Any other information on results incl. tables

Table 1: Mean body weights

Sex

Days on test

-1

1

2

8

15

Male

276.2

257.8

248.1

269.6

293.4

Female

151.9

139.6

141.0

152.6

163.0

Applicant's summary and conclusion

Interpretation of results:
GHS criteria not met
Conclusions:
Under the conditions of this study, the acute oral LD50 of the test material in male and female Fischer 344 rats was greater than 5000 mg/kg.
Executive summary:

The acute oral toxicity of the test material was investigated in a study which was conducted under GLP conditions and in accordance with the standardised guidelines OECD 401, EU Method B.1, EPA OPPTS 870.1100 and JMAFF (2000).

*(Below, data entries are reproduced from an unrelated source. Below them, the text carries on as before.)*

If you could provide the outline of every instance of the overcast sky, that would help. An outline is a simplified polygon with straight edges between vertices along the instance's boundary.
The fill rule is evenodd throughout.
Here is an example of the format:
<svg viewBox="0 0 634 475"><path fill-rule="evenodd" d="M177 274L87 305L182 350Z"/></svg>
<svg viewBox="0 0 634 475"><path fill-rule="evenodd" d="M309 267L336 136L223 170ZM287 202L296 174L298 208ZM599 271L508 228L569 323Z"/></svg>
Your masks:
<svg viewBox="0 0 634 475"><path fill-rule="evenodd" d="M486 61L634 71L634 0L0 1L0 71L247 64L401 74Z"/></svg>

During the study, five male and five female Fischer 344 rats received test material at a dose of 5000 mg/kg body weight as a 50 % mixture in 0.5 % aqueous methylcellulose by single dose gavage. Parameters evaluated during the two-week observation period included body weights, detailed clinical observations, and gross pathological changes.

Under the conditions of this study, the acute oral LD50 of the test material in male and female Fischer 344 rats was greater than 5000 mg/kg.